His guard is one of the more robust of the realm.
But seeing him still living after all that damage, struggling when his fucking neck was half cut off… ”
“The twisted magic must regenerate the flesh,” Faelynn murmured, looking over the still-shriveling body, half the size of its natural counterpart.
It was as if it were decomposing before their eyes.
“I didn’t know twisted magic could actually kill.
I didn’t know it would…do this—keep its host alive so it could infect others. ”
“No one has ever let it go on this long.” Tarian’s gaze washed across the room, lingering on the bodies of the minions and sticking to the blood against the wall. Daisy’s blood. Fire kindled in his eyes. “Do you think the Celestials could’ve handled this?”
“Not with the deal they struck,” Lennox said, standing over them. “Maybe with a combined effort from the other kingdoms, but many of them seemed more interested in going over the fringe and conquering new lands.”
Tarian looked down at her again, his eyes deep. So vivid and beautiful. He stroked her cheek with his thumb. Then his eyes went distant. Lost focus. His brow pinched, and he looked to the side, as if searching for something.
Lennox stepped back, sucking in a breath. Daisy could feel other souls giving her and Tarian space as well.
“What is it?” she asked, pushing out of Tarian’s arms. Her body ached dully. Her skin stung, the magic taking its toll from how much she’d used. That, or just healing pains from regenerating skin so quickly. She could fight, though. She had enough strength to keep going.
It didn’t seem like Tarian had heard her. He braced a hand against the ground, leaning heavily on it.
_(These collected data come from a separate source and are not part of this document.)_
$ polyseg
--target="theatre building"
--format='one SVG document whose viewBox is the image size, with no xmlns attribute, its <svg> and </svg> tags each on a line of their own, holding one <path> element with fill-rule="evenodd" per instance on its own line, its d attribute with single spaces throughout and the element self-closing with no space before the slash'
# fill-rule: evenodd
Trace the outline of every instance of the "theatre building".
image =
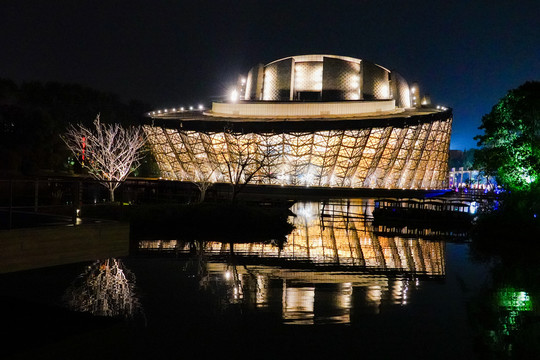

With his other, he hesitantly reached across his chest and to the back of his shoulder. He touched gingerly before glancing at Lennox.
“What?” Daisy asked again.
Tarian rose, his play of muscle delicious and graceful. He grabbed his shirt and pulled it over his head before throwing it to the ground.
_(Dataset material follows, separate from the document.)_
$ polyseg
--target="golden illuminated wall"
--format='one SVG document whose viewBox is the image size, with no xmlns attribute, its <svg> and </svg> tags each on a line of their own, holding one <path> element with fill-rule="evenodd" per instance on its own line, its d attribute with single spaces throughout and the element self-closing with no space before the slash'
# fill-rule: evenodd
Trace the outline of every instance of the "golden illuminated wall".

“You did this,” he said, his voice tinged with awe and gratitude. Reverence. He turned his back to Daisy, but he wasn’t looking at the Fallen. He was speaking to her. “This is because of you.”
Blood welled up around the five discs of obsidian in his back. Red ran down the black ink. Then, one by one, each disc popped off. They slid down his skin and fell to the ground, leaving a bloody gash in their wake.
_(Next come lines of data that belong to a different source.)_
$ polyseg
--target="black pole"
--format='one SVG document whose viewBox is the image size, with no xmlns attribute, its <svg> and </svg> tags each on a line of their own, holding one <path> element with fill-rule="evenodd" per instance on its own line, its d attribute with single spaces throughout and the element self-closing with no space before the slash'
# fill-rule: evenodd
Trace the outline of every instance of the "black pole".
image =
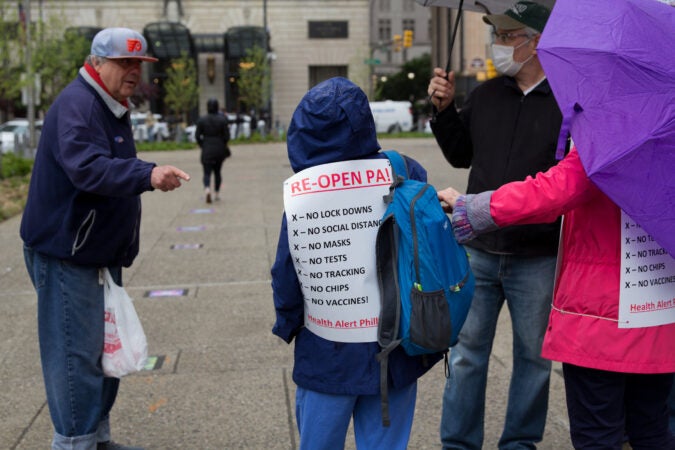
<svg viewBox="0 0 675 450">
<path fill-rule="evenodd" d="M 267 0 L 263 0 L 263 28 L 267 33 Z"/>
<path fill-rule="evenodd" d="M 452 48 L 455 46 L 455 39 L 457 38 L 457 30 L 459 29 L 459 21 L 462 18 L 462 7 L 464 0 L 459 0 L 459 9 L 457 10 L 457 17 L 455 17 L 455 25 L 452 30 L 452 40 L 450 41 L 450 48 L 448 49 L 448 63 L 445 65 L 445 73 L 450 72 L 450 65 L 452 63 Z"/>
<path fill-rule="evenodd" d="M 459 29 L 459 21 L 462 18 L 462 8 L 464 7 L 464 0 L 459 0 L 459 8 L 457 9 L 457 17 L 455 18 L 455 27 L 452 30 L 452 40 L 450 41 L 450 48 L 448 49 L 448 63 L 445 65 L 445 79 L 447 80 L 450 76 L 450 66 L 452 64 L 452 48 L 455 46 L 455 38 L 457 37 L 457 30 Z M 431 103 L 431 97 L 434 96 L 436 91 L 434 90 L 431 95 L 427 98 L 427 101 Z M 436 108 L 433 108 L 432 120 L 436 120 Z"/>
</svg>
“I…” Daisy pushed to standing, still wobbly. Faelynn stood with her, bracing her.
He shivered, and a sheen of gold glistened across his skin.
Starting from the top and working its way down, the black ink in the swirling designs on his back changed.
Transitioned. Little by little and then all at once, gold ate the black…
and then diamond dust ate away the gold until it had overtaken the entirety of the tattoo.
“Oh fuck,” she said on a release of breath. “What the fuck? I thought you said your kingdom’s ink was gold? Fuck that! I only get a tiny one and you get all that?”
He looked back with a confused expression as faces went slack around him. As eyes widened. The design on his chest caught and threw the light, pulling his focus. That design had changed from black to diamond dust, too, so breathtakingly beautiful. Like him.